The AGYU was nominated for the major award by University of Toronto Ontario Institute for Studies in Education Professor Stephanie Springgay.
“The AGYU is a leader in contemporary curatorial practices, educational programming, arts publications, ‘in reach’ to local non-art communities, and artistic research and development on an international scale,” said Springgay. “Key to their leadership is a focus on collaborating with artists to develop long-term sustainable projects, relationships and exhibitions; disseminating critical scholarship on artists’ works and global issues related to curatorial practice through their award winning publications; and the development of innovative pedagogical and community-based ‘in reach,’ which links local non-art communities and the university population to research and development in the arts.
“As an academic scholar in the arts, who conducts large-scale, multi-site research projects with artists in schools and in collaboration with local communities, the AGYU has been a model of critical research practices and a site for research and dialogue. Their commitment to criticality, pedagogy, and community development ‘on the margins’ demonstrates their willingness to take intellectual risks, advance new art practice methods of collaboration, and to conceptualize how the arts can lead to broader social, educational, and community change. One example, is the gallery’s commitment to exploring the ethical implications of research creation and consequently to open up the power structures that often exclude non-artists from participating, and the galleries that are supposed to ‘represent’ them,” said Springgay.
“This was a guiding principle of the three-year participatory project The Awakening/ Giigozhkozimin (which won the Ontario Association of Art Galleries Public Program Award in 2012), a collaboration between Panamanian artist Humberto Vélez, the Mississaugas of the New Credit First Nation and Toronto’s urban runners (Parkour), which culminated in a performance in the Walker Court of the Art Gallery of Ontario (AGO) in May 2011. One of the major achievements of the project was the creation of a youth exchange between the Youth Councils of New Credit and the AGO. Designed by the participants themselves, these workshops (which took place in New Credit, at the AGO, and at the Monkey Vault Parkour gym) were about learning First Nations culture in participatory ways – learning things that the young urban runners and members of the AGO youth council would say they weren’t taught in school.

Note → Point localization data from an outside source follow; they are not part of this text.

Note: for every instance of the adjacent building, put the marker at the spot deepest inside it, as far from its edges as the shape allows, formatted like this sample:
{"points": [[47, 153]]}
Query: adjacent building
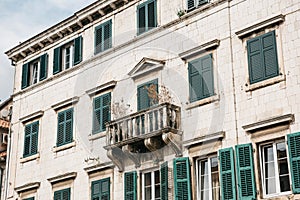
{"points": [[159, 99]]}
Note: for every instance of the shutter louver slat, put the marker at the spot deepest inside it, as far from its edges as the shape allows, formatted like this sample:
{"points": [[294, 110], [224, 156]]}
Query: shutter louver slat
{"points": [[245, 171], [294, 155]]}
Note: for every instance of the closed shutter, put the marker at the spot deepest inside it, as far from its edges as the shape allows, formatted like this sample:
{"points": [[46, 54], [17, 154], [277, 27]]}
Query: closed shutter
{"points": [[182, 184], [43, 67], [77, 50], [262, 57], [164, 181], [294, 155], [57, 60], [130, 190], [25, 76], [245, 172], [227, 174]]}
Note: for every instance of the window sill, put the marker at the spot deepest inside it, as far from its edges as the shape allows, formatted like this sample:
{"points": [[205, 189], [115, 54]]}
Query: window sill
{"points": [[64, 147], [264, 83], [202, 102], [96, 136], [30, 158]]}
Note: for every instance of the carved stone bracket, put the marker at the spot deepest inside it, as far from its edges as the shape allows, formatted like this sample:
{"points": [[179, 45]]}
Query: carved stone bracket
{"points": [[153, 145], [116, 155], [173, 140], [127, 149]]}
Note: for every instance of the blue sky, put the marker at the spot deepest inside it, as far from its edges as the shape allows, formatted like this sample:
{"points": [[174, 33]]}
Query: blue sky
{"points": [[22, 19]]}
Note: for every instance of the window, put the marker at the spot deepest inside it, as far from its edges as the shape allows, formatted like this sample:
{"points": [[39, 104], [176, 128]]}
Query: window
{"points": [[201, 79], [65, 127], [34, 71], [151, 185], [147, 94], [67, 55], [101, 113], [208, 179], [262, 57], [146, 16], [64, 194], [101, 189], [274, 168], [103, 37], [192, 4], [31, 139]]}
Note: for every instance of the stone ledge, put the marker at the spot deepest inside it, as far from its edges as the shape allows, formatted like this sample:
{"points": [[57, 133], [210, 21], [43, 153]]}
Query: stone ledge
{"points": [[62, 177], [288, 118], [260, 25], [28, 186]]}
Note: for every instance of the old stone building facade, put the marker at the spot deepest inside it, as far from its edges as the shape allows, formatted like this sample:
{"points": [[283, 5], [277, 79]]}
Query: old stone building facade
{"points": [[159, 99]]}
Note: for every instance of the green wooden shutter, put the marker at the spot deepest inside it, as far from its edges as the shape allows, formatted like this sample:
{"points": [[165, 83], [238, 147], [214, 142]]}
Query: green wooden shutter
{"points": [[130, 190], [262, 57], [191, 4], [77, 50], [164, 181], [182, 183], [25, 76], [57, 60], [43, 66], [227, 174], [294, 155], [245, 172]]}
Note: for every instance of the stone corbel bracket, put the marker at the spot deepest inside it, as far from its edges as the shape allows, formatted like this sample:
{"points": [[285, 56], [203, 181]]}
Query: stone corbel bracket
{"points": [[116, 155], [153, 145], [127, 149], [173, 140]]}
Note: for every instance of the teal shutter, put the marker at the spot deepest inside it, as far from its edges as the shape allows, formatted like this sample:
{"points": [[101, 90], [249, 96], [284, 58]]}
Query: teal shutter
{"points": [[101, 114], [57, 60], [262, 57], [201, 78], [25, 76], [182, 183], [245, 172], [43, 66], [31, 139], [143, 99], [294, 155], [130, 190], [227, 174], [164, 181], [77, 50], [65, 127]]}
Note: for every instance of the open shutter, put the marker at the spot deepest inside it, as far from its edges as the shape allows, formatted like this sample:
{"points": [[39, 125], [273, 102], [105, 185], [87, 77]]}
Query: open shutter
{"points": [[182, 184], [228, 190], [43, 66], [294, 155], [191, 4], [77, 50], [164, 181], [130, 191], [25, 76], [245, 172], [269, 52], [57, 60], [207, 76]]}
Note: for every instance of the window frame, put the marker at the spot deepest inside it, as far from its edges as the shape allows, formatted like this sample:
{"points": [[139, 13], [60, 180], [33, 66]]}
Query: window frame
{"points": [[198, 174], [153, 184], [262, 173], [146, 28]]}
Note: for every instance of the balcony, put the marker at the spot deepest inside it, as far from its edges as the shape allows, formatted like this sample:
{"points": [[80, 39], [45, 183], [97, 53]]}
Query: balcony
{"points": [[145, 131]]}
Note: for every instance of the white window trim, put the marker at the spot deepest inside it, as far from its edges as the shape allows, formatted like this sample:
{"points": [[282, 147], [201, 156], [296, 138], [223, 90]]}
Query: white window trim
{"points": [[261, 157], [209, 176], [152, 183]]}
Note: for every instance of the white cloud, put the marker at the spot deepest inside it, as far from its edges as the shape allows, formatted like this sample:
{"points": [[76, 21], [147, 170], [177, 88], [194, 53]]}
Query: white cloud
{"points": [[21, 20]]}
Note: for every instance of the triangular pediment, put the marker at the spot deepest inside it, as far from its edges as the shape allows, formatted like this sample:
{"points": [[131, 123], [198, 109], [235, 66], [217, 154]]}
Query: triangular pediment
{"points": [[145, 66]]}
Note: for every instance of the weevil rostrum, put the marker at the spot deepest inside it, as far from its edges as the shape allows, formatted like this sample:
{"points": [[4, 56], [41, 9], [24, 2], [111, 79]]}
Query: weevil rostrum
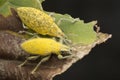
{"points": [[39, 21], [43, 47]]}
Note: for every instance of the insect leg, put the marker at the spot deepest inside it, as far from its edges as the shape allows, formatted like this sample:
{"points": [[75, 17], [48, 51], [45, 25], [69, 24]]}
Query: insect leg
{"points": [[29, 58], [37, 66]]}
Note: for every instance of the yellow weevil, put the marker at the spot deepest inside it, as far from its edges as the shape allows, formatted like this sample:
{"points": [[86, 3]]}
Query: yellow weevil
{"points": [[39, 21], [43, 47]]}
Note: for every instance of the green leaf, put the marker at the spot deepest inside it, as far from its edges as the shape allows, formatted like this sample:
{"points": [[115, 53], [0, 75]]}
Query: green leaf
{"points": [[76, 30], [5, 5]]}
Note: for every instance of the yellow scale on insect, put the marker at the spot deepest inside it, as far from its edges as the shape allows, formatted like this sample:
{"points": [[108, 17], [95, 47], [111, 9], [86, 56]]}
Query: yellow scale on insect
{"points": [[43, 24], [39, 21]]}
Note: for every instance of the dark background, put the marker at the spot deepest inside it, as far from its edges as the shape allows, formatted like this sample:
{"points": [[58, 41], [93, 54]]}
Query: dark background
{"points": [[103, 62]]}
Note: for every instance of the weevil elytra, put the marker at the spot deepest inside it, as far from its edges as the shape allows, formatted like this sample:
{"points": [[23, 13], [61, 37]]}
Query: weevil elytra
{"points": [[39, 21], [43, 47]]}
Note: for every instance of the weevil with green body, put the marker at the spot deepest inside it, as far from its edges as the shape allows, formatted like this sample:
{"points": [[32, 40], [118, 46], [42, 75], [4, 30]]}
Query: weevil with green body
{"points": [[43, 47], [39, 21]]}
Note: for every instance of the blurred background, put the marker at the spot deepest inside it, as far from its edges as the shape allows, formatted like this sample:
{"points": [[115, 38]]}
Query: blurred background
{"points": [[103, 62]]}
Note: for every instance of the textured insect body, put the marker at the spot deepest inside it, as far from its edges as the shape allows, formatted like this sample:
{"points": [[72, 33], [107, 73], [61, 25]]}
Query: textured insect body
{"points": [[43, 46], [39, 21]]}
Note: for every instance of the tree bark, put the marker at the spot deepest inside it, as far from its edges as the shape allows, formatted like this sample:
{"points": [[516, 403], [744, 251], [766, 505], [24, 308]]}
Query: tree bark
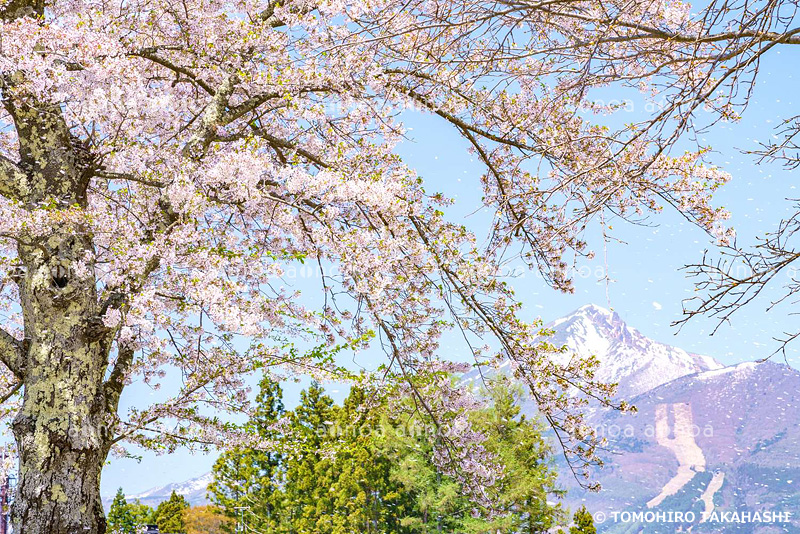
{"points": [[62, 429]]}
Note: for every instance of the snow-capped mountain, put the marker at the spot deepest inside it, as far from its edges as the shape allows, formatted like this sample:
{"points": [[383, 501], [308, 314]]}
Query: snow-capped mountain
{"points": [[193, 490], [626, 356], [726, 440]]}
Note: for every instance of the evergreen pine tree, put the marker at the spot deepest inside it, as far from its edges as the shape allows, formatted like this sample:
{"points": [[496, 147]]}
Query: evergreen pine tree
{"points": [[120, 516], [251, 478], [169, 515], [309, 472]]}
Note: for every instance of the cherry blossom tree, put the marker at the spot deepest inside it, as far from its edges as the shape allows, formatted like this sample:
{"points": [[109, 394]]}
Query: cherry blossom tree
{"points": [[164, 163]]}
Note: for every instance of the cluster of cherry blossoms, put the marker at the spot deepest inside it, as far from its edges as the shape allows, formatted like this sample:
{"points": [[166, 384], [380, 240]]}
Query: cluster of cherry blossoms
{"points": [[226, 141]]}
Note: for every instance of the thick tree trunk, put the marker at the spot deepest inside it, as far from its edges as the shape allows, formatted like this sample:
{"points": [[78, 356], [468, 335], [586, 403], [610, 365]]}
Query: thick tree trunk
{"points": [[59, 487], [61, 430]]}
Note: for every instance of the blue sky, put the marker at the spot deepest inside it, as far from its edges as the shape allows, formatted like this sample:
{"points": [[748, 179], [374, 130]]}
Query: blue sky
{"points": [[648, 285]]}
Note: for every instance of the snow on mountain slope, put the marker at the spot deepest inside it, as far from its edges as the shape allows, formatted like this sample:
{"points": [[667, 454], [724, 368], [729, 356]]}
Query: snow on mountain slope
{"points": [[627, 357], [193, 490]]}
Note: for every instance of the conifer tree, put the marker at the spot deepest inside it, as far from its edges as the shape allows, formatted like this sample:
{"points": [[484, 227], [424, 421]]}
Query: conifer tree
{"points": [[309, 472], [251, 477], [120, 516], [169, 515]]}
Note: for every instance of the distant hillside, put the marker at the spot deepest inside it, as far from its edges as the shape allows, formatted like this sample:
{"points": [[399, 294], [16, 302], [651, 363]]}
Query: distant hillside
{"points": [[193, 490]]}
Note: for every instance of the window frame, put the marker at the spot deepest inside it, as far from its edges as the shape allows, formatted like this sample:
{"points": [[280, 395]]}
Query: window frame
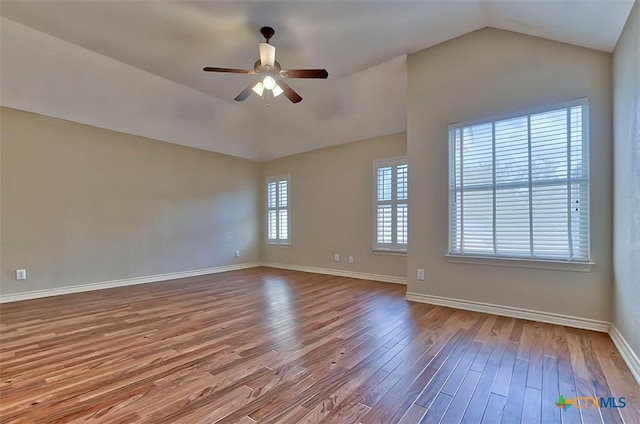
{"points": [[524, 261], [394, 247], [277, 179]]}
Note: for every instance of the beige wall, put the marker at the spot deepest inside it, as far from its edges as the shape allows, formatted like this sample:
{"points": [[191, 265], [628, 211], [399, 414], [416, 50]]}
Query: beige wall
{"points": [[332, 207], [482, 75], [82, 204], [626, 220]]}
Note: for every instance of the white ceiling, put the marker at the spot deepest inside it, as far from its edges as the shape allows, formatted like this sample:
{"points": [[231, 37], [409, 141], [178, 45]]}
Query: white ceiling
{"points": [[362, 44]]}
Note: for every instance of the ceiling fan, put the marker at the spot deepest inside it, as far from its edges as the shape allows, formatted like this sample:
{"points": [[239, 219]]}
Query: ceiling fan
{"points": [[270, 73]]}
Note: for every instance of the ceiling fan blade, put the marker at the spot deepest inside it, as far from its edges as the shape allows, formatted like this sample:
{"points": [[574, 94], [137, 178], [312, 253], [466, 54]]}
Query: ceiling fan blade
{"points": [[230, 70], [289, 93], [245, 93], [267, 55], [304, 73]]}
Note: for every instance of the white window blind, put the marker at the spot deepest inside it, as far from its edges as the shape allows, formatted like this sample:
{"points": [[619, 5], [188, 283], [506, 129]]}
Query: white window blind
{"points": [[278, 209], [391, 204], [519, 187]]}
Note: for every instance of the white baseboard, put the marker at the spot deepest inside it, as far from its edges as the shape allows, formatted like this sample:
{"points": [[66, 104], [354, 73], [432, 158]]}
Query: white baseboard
{"points": [[339, 273], [510, 311], [627, 354], [120, 283]]}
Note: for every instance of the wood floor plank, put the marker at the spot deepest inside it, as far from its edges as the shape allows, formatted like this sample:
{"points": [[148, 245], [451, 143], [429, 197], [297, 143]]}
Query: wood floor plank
{"points": [[277, 346]]}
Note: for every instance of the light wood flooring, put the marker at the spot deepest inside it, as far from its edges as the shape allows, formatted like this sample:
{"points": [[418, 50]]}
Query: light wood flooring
{"points": [[273, 346]]}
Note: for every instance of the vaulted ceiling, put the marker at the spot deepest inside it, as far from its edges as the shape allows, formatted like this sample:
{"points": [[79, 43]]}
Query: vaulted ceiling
{"points": [[136, 66]]}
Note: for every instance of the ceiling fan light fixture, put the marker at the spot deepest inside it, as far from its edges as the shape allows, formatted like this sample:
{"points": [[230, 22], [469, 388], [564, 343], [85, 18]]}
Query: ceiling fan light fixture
{"points": [[269, 82], [277, 90], [258, 89]]}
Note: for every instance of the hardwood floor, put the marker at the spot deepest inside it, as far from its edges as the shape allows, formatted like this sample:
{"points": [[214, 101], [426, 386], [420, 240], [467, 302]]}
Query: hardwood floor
{"points": [[273, 346]]}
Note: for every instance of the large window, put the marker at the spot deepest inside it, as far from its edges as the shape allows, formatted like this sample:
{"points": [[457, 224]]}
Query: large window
{"points": [[519, 187], [391, 204], [278, 209]]}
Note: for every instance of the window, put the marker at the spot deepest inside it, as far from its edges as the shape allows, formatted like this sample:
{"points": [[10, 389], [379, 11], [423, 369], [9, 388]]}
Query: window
{"points": [[391, 204], [278, 209], [519, 187]]}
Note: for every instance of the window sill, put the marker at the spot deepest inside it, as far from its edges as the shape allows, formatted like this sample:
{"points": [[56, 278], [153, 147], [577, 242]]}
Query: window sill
{"points": [[389, 252], [522, 263]]}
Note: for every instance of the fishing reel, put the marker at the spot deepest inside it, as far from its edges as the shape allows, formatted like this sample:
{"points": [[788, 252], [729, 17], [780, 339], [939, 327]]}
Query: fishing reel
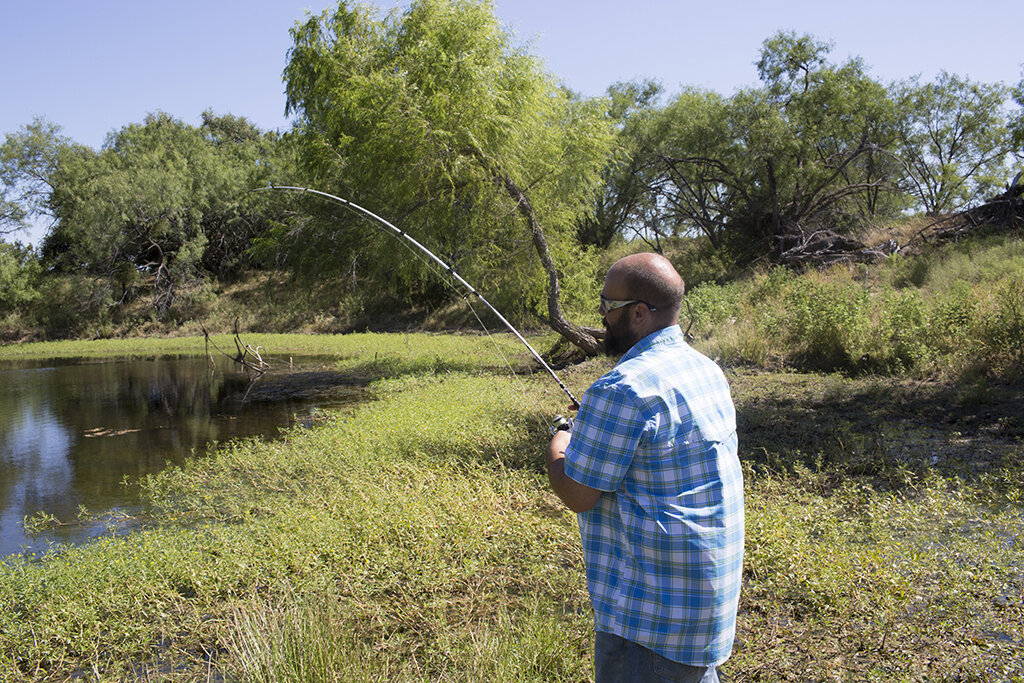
{"points": [[561, 423]]}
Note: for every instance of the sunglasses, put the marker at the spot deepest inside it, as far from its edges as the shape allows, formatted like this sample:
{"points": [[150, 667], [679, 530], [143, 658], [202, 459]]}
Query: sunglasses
{"points": [[611, 304]]}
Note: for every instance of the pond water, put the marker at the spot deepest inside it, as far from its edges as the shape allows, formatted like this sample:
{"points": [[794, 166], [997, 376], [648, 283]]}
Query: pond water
{"points": [[73, 433]]}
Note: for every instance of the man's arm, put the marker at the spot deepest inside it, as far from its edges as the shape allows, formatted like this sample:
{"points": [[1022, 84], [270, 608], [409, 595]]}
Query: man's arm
{"points": [[576, 496]]}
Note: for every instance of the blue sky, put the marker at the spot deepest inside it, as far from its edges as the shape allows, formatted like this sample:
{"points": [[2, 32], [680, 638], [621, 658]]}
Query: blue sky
{"points": [[94, 66]]}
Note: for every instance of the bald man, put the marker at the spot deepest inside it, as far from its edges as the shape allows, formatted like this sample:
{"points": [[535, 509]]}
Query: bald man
{"points": [[650, 466]]}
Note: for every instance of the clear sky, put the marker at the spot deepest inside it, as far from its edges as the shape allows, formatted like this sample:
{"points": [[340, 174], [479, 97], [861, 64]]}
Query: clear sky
{"points": [[94, 66]]}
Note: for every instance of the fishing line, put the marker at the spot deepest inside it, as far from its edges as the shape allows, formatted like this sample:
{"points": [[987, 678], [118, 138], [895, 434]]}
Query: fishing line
{"points": [[442, 276], [448, 268]]}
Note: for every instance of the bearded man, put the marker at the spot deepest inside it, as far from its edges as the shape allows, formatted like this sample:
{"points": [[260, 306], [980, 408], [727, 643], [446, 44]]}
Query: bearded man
{"points": [[650, 466]]}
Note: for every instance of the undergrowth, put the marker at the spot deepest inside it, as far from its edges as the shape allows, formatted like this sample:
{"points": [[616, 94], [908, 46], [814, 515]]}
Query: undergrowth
{"points": [[414, 539]]}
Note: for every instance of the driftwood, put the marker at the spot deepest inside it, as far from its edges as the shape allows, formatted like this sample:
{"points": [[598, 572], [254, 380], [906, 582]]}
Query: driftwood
{"points": [[246, 355], [825, 248], [820, 249]]}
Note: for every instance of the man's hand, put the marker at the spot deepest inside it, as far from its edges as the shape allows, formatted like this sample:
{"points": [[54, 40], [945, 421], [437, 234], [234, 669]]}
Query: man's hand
{"points": [[576, 496]]}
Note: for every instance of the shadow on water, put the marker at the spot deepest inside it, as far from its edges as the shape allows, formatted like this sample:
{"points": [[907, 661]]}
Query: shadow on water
{"points": [[73, 433]]}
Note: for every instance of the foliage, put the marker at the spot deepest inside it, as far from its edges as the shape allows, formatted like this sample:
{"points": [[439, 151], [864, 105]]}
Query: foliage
{"points": [[164, 199], [19, 272], [953, 139], [801, 152], [624, 205], [431, 117], [880, 544], [28, 161], [953, 311]]}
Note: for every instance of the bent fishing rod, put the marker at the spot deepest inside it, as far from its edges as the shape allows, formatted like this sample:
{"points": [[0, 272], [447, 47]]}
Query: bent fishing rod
{"points": [[404, 236]]}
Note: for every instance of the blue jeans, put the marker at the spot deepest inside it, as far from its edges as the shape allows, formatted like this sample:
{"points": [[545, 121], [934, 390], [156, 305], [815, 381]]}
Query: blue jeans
{"points": [[620, 660]]}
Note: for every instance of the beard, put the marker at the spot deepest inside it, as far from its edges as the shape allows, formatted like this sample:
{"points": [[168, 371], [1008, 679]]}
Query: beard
{"points": [[617, 337]]}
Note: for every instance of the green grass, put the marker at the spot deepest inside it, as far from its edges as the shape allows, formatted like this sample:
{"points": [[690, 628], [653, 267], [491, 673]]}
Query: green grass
{"points": [[955, 311], [414, 539]]}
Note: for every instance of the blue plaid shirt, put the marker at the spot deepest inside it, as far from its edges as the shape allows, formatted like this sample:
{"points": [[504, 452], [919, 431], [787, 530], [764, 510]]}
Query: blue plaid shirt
{"points": [[665, 545]]}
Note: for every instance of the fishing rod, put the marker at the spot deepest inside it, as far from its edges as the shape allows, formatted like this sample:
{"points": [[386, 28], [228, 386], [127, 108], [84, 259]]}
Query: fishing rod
{"points": [[401, 233]]}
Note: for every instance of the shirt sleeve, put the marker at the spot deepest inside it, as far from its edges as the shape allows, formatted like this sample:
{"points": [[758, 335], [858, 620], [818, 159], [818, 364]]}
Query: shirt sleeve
{"points": [[605, 434]]}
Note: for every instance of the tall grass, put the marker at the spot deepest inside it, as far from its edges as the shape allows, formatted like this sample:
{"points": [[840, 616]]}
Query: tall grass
{"points": [[956, 312], [415, 539]]}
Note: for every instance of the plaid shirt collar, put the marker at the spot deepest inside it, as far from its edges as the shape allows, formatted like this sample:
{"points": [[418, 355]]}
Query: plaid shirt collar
{"points": [[670, 335]]}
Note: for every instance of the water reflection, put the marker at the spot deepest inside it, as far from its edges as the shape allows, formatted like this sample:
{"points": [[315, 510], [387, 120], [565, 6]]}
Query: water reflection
{"points": [[72, 433]]}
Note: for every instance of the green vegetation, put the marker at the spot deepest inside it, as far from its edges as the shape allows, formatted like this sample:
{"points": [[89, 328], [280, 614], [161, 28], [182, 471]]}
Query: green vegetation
{"points": [[415, 539], [436, 119], [955, 311]]}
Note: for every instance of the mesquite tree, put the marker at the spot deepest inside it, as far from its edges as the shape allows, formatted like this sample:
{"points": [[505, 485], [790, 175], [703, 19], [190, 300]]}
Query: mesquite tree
{"points": [[433, 118]]}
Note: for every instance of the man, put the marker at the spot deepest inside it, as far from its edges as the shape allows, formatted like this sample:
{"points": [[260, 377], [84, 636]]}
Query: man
{"points": [[650, 465]]}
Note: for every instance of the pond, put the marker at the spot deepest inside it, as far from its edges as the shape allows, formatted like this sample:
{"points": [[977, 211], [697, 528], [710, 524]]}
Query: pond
{"points": [[78, 434]]}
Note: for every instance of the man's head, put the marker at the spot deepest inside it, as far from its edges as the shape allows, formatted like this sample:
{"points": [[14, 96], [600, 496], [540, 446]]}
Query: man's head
{"points": [[654, 292]]}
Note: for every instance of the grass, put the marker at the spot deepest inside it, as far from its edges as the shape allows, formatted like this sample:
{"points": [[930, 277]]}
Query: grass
{"points": [[414, 539], [954, 311]]}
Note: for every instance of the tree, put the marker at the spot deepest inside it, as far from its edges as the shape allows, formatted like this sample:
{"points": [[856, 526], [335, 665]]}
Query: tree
{"points": [[433, 118], [165, 199], [19, 273], [953, 140], [796, 154], [28, 162], [624, 203]]}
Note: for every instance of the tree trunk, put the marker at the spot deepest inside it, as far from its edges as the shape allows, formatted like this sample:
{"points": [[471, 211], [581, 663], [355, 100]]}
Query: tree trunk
{"points": [[587, 339], [581, 337]]}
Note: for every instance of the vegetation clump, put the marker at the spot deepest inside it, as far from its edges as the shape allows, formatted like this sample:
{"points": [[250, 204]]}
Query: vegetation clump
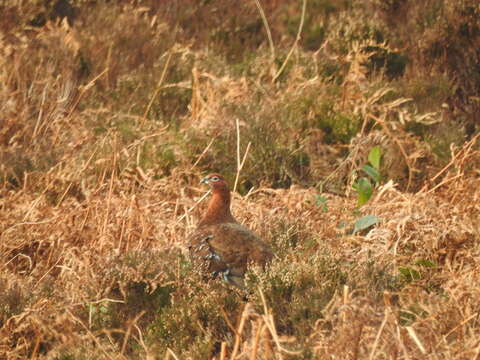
{"points": [[348, 129]]}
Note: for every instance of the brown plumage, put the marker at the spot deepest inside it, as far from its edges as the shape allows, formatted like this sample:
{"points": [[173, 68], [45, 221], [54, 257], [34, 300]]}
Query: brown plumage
{"points": [[222, 246]]}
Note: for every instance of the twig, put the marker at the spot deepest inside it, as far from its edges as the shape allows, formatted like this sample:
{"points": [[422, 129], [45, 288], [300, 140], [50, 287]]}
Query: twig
{"points": [[379, 333], [265, 23], [159, 87], [129, 331], [295, 43], [94, 338], [203, 153], [240, 163], [238, 335]]}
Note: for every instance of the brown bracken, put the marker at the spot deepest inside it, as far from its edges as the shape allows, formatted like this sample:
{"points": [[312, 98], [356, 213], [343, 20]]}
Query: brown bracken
{"points": [[222, 246]]}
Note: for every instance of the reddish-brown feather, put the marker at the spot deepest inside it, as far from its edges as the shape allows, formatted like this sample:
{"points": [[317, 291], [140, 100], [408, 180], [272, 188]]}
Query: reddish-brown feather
{"points": [[221, 245]]}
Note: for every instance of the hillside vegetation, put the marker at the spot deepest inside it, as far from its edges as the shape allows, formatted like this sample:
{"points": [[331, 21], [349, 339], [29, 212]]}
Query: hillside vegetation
{"points": [[349, 130]]}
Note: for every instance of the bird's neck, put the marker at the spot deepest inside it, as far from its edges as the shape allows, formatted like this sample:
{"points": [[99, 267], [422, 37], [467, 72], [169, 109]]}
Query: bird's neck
{"points": [[218, 209]]}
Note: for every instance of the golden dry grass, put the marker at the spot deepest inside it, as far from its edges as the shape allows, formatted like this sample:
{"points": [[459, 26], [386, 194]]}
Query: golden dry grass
{"points": [[107, 128]]}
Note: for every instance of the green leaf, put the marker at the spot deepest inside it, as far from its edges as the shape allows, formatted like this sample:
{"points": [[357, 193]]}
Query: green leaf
{"points": [[374, 157], [365, 222], [321, 201], [364, 189], [372, 172]]}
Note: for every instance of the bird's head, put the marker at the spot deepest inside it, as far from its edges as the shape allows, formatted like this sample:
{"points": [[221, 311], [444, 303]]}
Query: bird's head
{"points": [[216, 181]]}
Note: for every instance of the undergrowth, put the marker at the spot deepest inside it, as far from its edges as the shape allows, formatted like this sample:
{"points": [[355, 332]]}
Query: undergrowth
{"points": [[112, 112]]}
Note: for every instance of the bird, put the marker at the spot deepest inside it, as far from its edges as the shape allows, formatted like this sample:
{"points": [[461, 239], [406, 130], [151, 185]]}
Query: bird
{"points": [[220, 245]]}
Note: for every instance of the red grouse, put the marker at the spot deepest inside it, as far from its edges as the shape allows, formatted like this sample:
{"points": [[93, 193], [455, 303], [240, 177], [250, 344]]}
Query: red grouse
{"points": [[222, 246]]}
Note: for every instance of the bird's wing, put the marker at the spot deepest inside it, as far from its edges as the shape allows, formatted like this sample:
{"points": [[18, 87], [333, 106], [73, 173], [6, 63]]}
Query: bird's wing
{"points": [[228, 247]]}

At the same time this project was an intervention into breaking down stereotypes and inserting different methodologies for learning into young people’s lives.”
The Ontario Arts Council website says the AGYU is constantly transforming itself according to the artists and communities with which it works, and it aims to change the way contemporary art is conceived and produced. The idea is that new forms of production open contemporary art to new audiences and de-link art from notions of elitism toward forms of democratic expression and civic responsibility.
“This is an important accomplishment. We are very gratified for the recognition not only for our award-winning exhibitions and publications, but for our radical transformation of the AGYU as a socially engaged institution, where all we do is led by artists: from our large-scale, long-term participatory performance projects and residencies with international artists, to our local collaborations in Jane-Finch, and our pedagogical experiments with student engagement on campus,” said Philip Monk, director/curator of the Art Gallery of York University.
The AGYU is an artistically and intellectually driven public art gallery dedicated to manifesting contemporary art through diverse cultural circuits by continuously and simultaneously, creating and transcending contexts.
A jury chosen by the Ontario Arts Council Awards Office will evaluate candidates and select the winners. The AGYU is nominated in the Arts Organization category along with the Blyth Centre for the Arts, Debajehmujig Storytellers, the International Festival of Authors, Red Sky Performance and Théâtre du Nouvel-Ontario.
The award winner will receive $50,000. Each of the five finalists will receive $2,000 and a framed certificate.